Failure Criterion Evaluation
Theoretical predictions for failure of lamina are compared with experiments by comparing failure envelopes (outside the envelope, lamina failure occurs) under various biaxial states of stress. A lamina is assumed to be under a state of plane stress with non-zero stress components being σ1, σ2 and τ12. Directions 1 and 2 represent ply orientation direction and transverse to ply orientation direction respectively.
A schematic of failure envelope for a particular failure theory is shown, for example, Tsai-Wu failure criterion. X and S are normal and shear strengths of the lamina respectively. t and c represent tensile and compressive loadings. The open circles in the second plot show some sample experimental results for τ12 > 0.
Failure envelopes for the other failure criteria (Tsai-Hill and Maximum Stress criteria) are superimposed and accuracy of predictions evaluated against experimental results for selecting the best failure criterion.
For multi-directional laminates, it is difficult to evaluate which failure theory to use. Similar failure envelopes are constructed for laminates. However, for FPF (first ply failure), which the program uses, there is a wide variation between theoretical predictions and experimental observations due to several reasons.

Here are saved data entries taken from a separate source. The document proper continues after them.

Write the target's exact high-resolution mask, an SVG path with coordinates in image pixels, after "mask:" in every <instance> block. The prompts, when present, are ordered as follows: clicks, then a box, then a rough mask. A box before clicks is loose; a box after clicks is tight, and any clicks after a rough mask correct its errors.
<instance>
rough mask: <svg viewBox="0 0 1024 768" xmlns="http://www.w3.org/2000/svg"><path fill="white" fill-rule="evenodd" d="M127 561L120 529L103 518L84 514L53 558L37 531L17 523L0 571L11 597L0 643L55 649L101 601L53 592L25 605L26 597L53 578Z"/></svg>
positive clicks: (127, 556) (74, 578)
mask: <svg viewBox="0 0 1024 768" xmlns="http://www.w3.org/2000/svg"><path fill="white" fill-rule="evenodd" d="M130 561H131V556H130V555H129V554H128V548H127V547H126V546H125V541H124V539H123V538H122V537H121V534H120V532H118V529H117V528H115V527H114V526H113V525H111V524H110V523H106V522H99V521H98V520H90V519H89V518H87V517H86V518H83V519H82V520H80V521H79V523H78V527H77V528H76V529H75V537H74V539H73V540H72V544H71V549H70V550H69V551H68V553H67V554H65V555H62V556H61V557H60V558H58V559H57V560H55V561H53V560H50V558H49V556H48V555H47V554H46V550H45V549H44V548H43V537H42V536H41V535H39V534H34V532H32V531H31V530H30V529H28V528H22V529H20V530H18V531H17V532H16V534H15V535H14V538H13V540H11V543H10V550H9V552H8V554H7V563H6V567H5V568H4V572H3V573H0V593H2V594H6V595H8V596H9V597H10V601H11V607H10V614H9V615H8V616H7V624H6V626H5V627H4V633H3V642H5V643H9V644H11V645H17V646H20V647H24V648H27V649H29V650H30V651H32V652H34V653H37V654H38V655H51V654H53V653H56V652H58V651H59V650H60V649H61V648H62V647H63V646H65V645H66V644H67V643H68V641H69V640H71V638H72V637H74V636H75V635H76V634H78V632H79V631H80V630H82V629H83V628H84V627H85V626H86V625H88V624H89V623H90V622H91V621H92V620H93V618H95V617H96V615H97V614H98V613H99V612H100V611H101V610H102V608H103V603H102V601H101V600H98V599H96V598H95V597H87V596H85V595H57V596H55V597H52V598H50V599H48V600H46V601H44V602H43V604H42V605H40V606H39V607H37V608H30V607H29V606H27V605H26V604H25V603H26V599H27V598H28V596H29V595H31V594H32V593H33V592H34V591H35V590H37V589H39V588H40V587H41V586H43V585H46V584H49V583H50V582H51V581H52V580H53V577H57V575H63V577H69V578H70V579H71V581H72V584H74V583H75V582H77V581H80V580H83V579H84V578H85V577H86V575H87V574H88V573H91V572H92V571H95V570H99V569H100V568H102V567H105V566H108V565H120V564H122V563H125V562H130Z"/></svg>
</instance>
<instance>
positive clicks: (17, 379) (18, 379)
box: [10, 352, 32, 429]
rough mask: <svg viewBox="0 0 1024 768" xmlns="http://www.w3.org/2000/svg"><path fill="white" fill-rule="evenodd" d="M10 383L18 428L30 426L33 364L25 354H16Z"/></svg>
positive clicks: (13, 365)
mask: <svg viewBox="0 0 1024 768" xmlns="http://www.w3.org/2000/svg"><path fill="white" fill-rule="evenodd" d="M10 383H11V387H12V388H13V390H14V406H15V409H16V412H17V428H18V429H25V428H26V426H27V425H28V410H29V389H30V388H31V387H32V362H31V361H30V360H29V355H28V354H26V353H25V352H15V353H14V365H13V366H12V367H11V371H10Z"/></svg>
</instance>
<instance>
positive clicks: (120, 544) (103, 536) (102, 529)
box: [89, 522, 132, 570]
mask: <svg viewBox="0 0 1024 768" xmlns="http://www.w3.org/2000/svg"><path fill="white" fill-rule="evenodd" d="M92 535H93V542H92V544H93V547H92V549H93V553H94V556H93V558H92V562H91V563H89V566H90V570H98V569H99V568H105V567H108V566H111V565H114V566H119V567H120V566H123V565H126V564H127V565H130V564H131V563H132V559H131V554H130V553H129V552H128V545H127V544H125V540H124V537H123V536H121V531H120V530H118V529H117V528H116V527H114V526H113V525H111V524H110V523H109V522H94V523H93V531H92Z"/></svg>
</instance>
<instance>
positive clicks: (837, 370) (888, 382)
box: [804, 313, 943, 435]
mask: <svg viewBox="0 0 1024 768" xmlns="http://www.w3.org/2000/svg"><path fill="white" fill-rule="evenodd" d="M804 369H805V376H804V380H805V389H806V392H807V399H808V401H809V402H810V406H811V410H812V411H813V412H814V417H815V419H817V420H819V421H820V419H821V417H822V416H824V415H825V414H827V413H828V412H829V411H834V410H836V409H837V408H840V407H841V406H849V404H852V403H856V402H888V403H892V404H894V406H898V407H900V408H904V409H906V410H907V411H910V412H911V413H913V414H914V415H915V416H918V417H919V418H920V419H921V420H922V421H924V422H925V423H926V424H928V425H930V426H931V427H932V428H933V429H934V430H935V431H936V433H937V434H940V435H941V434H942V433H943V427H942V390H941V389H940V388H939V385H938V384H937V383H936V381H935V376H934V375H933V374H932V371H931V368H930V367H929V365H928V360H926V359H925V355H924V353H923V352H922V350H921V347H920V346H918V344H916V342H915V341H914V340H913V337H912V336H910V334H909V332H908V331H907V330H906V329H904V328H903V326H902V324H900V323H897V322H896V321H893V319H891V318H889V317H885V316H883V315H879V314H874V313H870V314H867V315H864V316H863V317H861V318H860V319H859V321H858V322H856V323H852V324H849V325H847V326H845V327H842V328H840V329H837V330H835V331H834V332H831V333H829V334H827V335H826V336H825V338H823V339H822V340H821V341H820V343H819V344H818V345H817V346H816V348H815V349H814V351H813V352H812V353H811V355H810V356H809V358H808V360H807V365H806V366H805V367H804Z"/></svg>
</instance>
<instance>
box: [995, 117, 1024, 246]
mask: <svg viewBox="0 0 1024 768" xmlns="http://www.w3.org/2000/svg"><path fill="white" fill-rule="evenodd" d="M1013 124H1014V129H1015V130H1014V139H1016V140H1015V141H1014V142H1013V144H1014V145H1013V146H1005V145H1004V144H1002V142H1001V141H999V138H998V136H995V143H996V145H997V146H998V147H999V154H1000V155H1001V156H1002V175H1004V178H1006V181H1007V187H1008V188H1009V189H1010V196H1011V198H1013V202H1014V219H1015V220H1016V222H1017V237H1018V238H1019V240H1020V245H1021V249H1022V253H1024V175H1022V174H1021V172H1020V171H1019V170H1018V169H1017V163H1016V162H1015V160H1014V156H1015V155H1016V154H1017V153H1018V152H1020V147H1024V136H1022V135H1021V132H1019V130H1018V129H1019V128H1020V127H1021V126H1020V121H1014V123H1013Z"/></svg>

Based on such observations some recommendations are made to help you select among the different failure theories.
Maximum Stress Criterion
For matrix dominated failure, the maximum stress criterion is best applied to a lamina when cross-fiber stress σ2 > 0. You can check this stress for each ply using Composite Options in the Stress Plot PropertyManager.
The Tsai-Hill criterion is best applied to a lamina when strengths are equal in tension and compression. For matrix dominated failure, the Tsai-Hill criterion is best applied to a lamina when cross-fiber stress σ2 < 0.
The Tsai-Wu criterion is best applied for unequal strengths in tension and compression. For matrix dominated failure, the Tsai-Wu criterion is best applied to a lamina when cross-fiber stress σ2 < 0.